I know my flaws are real, and that they are great. I know I have blindspots, so I’m always open to truth spoken in love. But that wasn’t what I got that day from my friend.

Deeply wounded, we’ve been fighting on and off ever since. As I don’t have any issues with anyone else in my life except this one person, I was utterly baffled why he had such an axe to grind with me.

I felt wronged.


I was still mired in pain many months later, when I related this hurt with my pastor who had a similar experience in a friendship. He shared one thing that stuck with me.

In the midst of my pastor’s need for vindication and justice, he heard God ask him one thing: “Why can’t you be wronged?”

My pastor spoke on quietly: “God is the most wronged. And what did God ever do?

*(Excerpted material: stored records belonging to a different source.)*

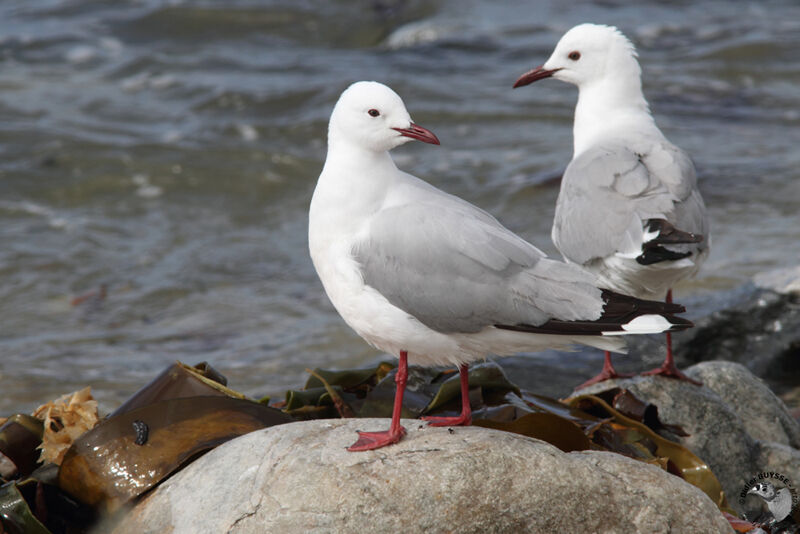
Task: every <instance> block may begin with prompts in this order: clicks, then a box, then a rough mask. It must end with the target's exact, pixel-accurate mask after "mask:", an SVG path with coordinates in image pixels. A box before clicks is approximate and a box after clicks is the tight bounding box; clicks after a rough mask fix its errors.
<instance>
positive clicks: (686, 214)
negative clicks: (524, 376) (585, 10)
mask: <svg viewBox="0 0 800 534" xmlns="http://www.w3.org/2000/svg"><path fill="white" fill-rule="evenodd" d="M550 77H552V78H555V79H558V80H561V81H564V82H568V83H572V84H574V85H577V86H578V90H579V92H578V103H577V105H576V107H575V123H574V129H573V136H574V152H573V157H572V161H571V162H570V163H569V165H568V166H567V169H566V171H565V172H564V177H563V178H562V181H561V191H560V193H559V196H558V200H557V202H556V212H555V220H554V222H553V231H552V236H553V242H554V243H555V245H556V247H557V248H558V250H559V251H560V252H561V254H562V255H563V256H564V259H565V260H566V261H568V262H570V263H575V264H578V265H581V266H583V267H585V268H586V269H588V270H590V271H592V272H593V273H594V274H596V275H597V277H598V279H599V282H600V284H601V286H602V287H607V288H609V289H612V290H614V291H619V292H620V293H624V294H627V295H633V296H636V297H639V298H643V299H660V298H663V297H664V296H665V295H666V300H667V302H671V301H672V286H673V285H674V284H675V283H676V282H678V281H679V280H681V279H683V278H687V277H690V276H693V275H694V274H695V273H696V272H697V270H698V269H699V267H700V264H701V263H702V262H703V260H704V259H705V258H706V256H707V255H708V250H709V239H708V229H709V225H708V216H707V214H706V208H705V205H704V203H703V199H702V197H701V196H700V192H699V190H698V188H697V177H696V175H695V169H694V165H693V164H692V162H691V160H690V159H689V157H688V156H687V155H686V153H684V152H683V151H682V150H681V149H680V148H678V147H676V146H675V145H673V144H672V143H670V142H669V141H668V140H667V139H666V137H664V134H662V133H661V130H659V129H658V126H656V123H655V121H654V120H653V116H652V115H651V113H650V108H649V105H648V103H647V101H646V100H645V98H644V94H643V93H642V83H641V68H640V67H639V62H638V61H637V54H636V50H635V48H634V46H633V44H632V43H631V42H630V41H629V40H628V39H627V38H626V37H625V36H624V35H623V34H622V33H621V32H619V31H618V30H617V29H616V28H614V27H611V26H601V25H596V24H581V25H578V26H575V27H574V28H572V29H571V30H569V31H568V32H567V33H565V34H564V36H563V37H562V38H561V39H560V40H559V42H558V44H557V45H556V48H555V50H554V51H553V53H552V55H551V56H550V58H549V59H548V60H547V61H546V62H545V63H544V65H542V66H540V67H537V68H535V69H533V70H531V71H529V72H526V73H525V74H523V75H522V76H520V78H519V79H518V80H517V82H516V83H515V84H514V87H521V86H524V85H528V84H530V83H533V82H535V81H537V80H541V79H544V78H550ZM645 374H659V375H663V376H668V377H672V378H678V379H681V380H686V381H689V382H693V383H697V384H699V383H698V382H695V381H694V380H691V379H690V378H688V377H687V376H686V375H684V374H683V373H682V372H681V371H679V370H678V369H677V367H675V364H674V361H673V356H672V340H671V337H670V334H669V333H667V355H666V358H665V360H664V363H663V364H662V365H661V367H659V368H657V369H654V370H653V371H649V372H647V373H645ZM617 376H622V375H620V374H619V373H617V372H616V371H615V370H614V368H613V366H612V365H611V359H610V354H609V353H608V352H606V355H605V362H604V365H603V371H602V372H601V373H600V374H599V375H597V376H595V377H594V378H592V379H590V380H589V381H587V382H585V383H584V384H582V385H581V386H579V388H581V387H585V386H587V385H589V384H592V383H595V382H599V381H602V380H606V379H608V378H614V377H617Z"/></svg>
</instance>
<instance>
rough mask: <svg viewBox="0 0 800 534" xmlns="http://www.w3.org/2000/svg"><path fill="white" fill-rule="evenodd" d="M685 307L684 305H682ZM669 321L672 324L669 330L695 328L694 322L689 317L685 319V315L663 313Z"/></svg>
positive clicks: (668, 330) (666, 318)
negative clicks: (663, 313)
mask: <svg viewBox="0 0 800 534" xmlns="http://www.w3.org/2000/svg"><path fill="white" fill-rule="evenodd" d="M681 307H683V306H681ZM662 317H664V318H665V319H666V320H667V321H669V322H670V324H671V325H672V326H671V327H670V328H669V330H667V331H668V332H678V331H680V330H687V329H689V328H694V323H693V322H692V321H690V320H689V319H684V318H683V317H675V316H674V315H671V314H668V315H662Z"/></svg>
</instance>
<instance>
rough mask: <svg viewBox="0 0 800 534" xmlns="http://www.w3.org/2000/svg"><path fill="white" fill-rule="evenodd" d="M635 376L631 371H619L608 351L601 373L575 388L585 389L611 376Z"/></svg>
mask: <svg viewBox="0 0 800 534" xmlns="http://www.w3.org/2000/svg"><path fill="white" fill-rule="evenodd" d="M631 376H633V375H632V374H630V373H618V372H617V370H616V369H614V366H613V365H611V353H610V352H608V351H606V354H605V358H604V359H603V370H602V371H600V374H598V375H596V376H593V377H592V378H590V379H589V380H587V381H586V382H584V383H583V384H581V385H580V386H578V387H576V388H575V391H577V390H579V389H583V388H585V387H587V386H591V385H592V384H597V383H598V382H603V381H604V380H609V379H611V378H629V377H631Z"/></svg>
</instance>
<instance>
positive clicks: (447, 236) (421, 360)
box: [308, 82, 691, 451]
mask: <svg viewBox="0 0 800 534" xmlns="http://www.w3.org/2000/svg"><path fill="white" fill-rule="evenodd" d="M412 139H416V140H419V141H423V142H426V143H431V144H439V140H438V139H437V138H436V136H435V135H434V134H433V133H432V132H430V131H429V130H427V129H425V128H422V127H421V126H418V125H416V124H414V123H413V122H412V121H411V117H410V116H409V114H408V111H407V110H406V108H405V105H404V104H403V101H402V100H401V99H400V97H399V96H398V95H397V94H396V93H395V92H394V91H392V90H391V89H390V88H388V87H386V86H385V85H382V84H379V83H376V82H357V83H354V84H353V85H351V86H350V87H349V88H348V89H346V90H345V91H344V92H343V93H342V95H341V97H340V98H339V101H338V102H337V103H336V106H335V107H334V109H333V113H332V114H331V119H330V123H329V128H328V154H327V157H326V160H325V165H324V167H323V169H322V173H321V174H320V176H319V180H318V182H317V186H316V189H315V191H314V195H313V198H312V200H311V207H310V210H309V233H308V238H309V251H310V254H311V259H312V261H313V263H314V267H315V269H316V270H317V274H318V275H319V278H320V280H321V281H322V284H323V286H324V288H325V291H326V293H327V294H328V297H329V298H330V300H331V302H332V303H333V305H334V307H335V308H336V310H337V311H338V312H339V314H340V315H341V316H342V318H343V319H344V320H345V322H347V324H348V325H350V326H351V327H352V328H353V329H354V330H355V331H356V332H357V333H358V334H359V335H360V336H361V337H362V338H364V340H366V341H367V342H368V343H369V344H371V345H372V346H374V347H376V348H378V349H380V350H383V351H386V352H388V353H390V354H392V355H394V356H397V357H398V358H399V365H398V369H397V372H396V374H395V382H396V394H395V402H394V409H393V412H392V422H391V426H390V428H389V430H388V431H381V432H360V433H359V439H358V441H356V443H355V444H354V445H353V446H352V447H350V450H352V451H362V450H369V449H375V448H378V447H382V446H384V445H388V444H391V443H395V442H397V441H398V440H399V439H400V438H401V437H402V436H403V435H404V433H405V430H404V429H403V427H402V426H401V425H400V411H401V408H402V401H403V392H404V390H405V384H406V379H407V365H408V362H411V363H415V364H419V365H443V364H447V365H455V366H458V368H459V373H460V378H461V396H462V412H461V415H460V416H458V417H442V418H429V420H430V421H431V424H434V425H464V424H469V423H470V422H471V412H470V406H469V391H468V369H467V365H468V364H469V362H472V361H475V360H479V359H483V358H485V357H486V356H487V355H489V354H498V355H500V354H513V353H517V352H523V351H537V350H542V349H545V348H563V349H568V348H570V347H571V346H572V345H574V344H575V343H581V344H585V345H590V346H594V347H599V348H602V349H604V350H613V351H623V350H624V341H623V339H622V338H621V337H620V336H621V335H624V334H636V333H657V332H665V331H669V330H676V329H683V328H687V327H689V326H691V323H690V322H689V321H687V320H685V319H682V318H679V317H676V316H674V314H675V313H680V312H682V311H684V310H683V307H681V306H679V305H675V304H665V303H663V302H651V301H644V300H638V299H635V298H632V297H627V296H623V295H619V294H616V293H613V292H611V291H607V290H603V289H600V288H598V287H597V284H596V281H595V278H594V276H593V275H591V274H590V273H588V272H586V271H584V270H583V269H582V268H580V267H578V266H574V265H568V264H566V263H563V262H559V261H554V260H551V259H548V258H546V257H545V254H544V253H542V252H541V251H540V250H539V249H537V248H536V247H534V246H533V245H531V244H530V243H528V242H526V241H524V240H523V239H521V238H520V237H518V236H516V235H515V234H513V233H512V232H510V231H509V230H507V229H506V228H504V227H503V226H502V225H501V224H500V223H499V222H498V221H497V220H496V219H495V218H494V217H492V216H491V215H489V214H488V213H486V212H485V211H483V210H481V209H479V208H477V207H475V206H473V205H472V204H469V203H468V202H466V201H464V200H461V199H459V198H457V197H455V196H453V195H449V194H447V193H445V192H443V191H440V190H438V189H436V188H435V187H433V186H431V185H430V184H428V183H426V182H424V181H422V180H420V179H419V178H416V177H414V176H412V175H410V174H407V173H405V172H403V171H400V170H399V169H398V168H397V167H396V166H395V164H394V161H393V160H392V158H391V156H390V155H389V151H390V150H391V149H393V148H396V147H398V146H400V145H402V144H404V143H406V142H408V141H411V140H412Z"/></svg>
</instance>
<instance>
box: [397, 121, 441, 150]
mask: <svg viewBox="0 0 800 534" xmlns="http://www.w3.org/2000/svg"><path fill="white" fill-rule="evenodd" d="M392 129H393V130H396V131H398V132H400V135H402V136H405V137H410V138H411V139H416V140H417V141H422V142H423V143H430V144H432V145H438V144H440V143H439V138H438V137H436V135H434V133H433V132H432V131H430V130H428V129H427V128H423V127H422V126H419V125H417V124H414V123H413V122H412V123H411V124H410V125H409V127H408V128H392Z"/></svg>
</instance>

All He did was save us regardless of how we treated Him.”

As I reflected on why I was so angry, I realised that my behaviour was not pleasing to God. My hatred had defiled me.

I was more interested in justice than mercy. I wanted vengeance, not forgiveness.

And in my quest for vindication I grew self-righteous and proud. I was so consumed with the need to be above reproach that I had become the judge.

I was more interested in justice than mercy. In truth, I wanted vengeance – not forgiveness.

When my pastor reminded me of what God did for me – even when I was still a sinner (Romans 5:8) – I saw God’s undeserved grace for me.

I saw how hardhearted I had been to my old friend. Like Jesus, now I wanted to turn the other cheek. I wanted to give grace to my fellow pilgrim.


I see that in His perfect timing, God has been faithfully leading us towards reconciliation. With a heart set on peace, I asked my pastor, “How? How do we reconcile?”

He shared that when two people come together to reconcile, both must do an about-face on the issue. That’s walking away from the issue – not necessarily each other.
But both must turn.

If only one turns, the other continues to face him on that same issue – then it is unresolved.

I ventured to ask, “But you know how bad things are. You know how he hurt me. What if he does it again?”

My pastor replied wisely, “Then apologise for your part, and move on – I wouldn’t say too much in that meeting.”

“If a person comes with fortified walls, ready for a resolute defence or worse – a fierce attack – then there’s no reconciliation to be had. But you can make sure you are right before God.”


Isn’t that what matters at the end of the day? Not to be right before men – but God.

The Word tells me that it’s “good and pleasant” when “brothers dwell in unity” (Psalm 133), so I want please God on this issue. That means I can’t sweep things under the carpet – I must try for peace with all sincerity.

To that end, I invited a separate pastor to come and be our mediator at our peace talks. I suppose it was like a boxing match: We needed a referee to make sure no illegal moves or low-blows were landed from either side as we thrashed things out.

Pray for me. And if you’re facing a similar fight as I am, then I urge you: Look to make peace.

I can’t sweep things under the carpet – I must try for peace with all sincerity.

I am convinced of the need to be reconciled to one’s brother or sister, especially when serving together.

The adversary seeks to use discord and enmity – the thorns (people) in our flesh – to destroy us. But at the same time God is also using these things for our good, refinement and His glory.

God’s or the devil’s. Those are the two true sides we get to pick from.

So lay aside the weight of unforgiveness and choose well.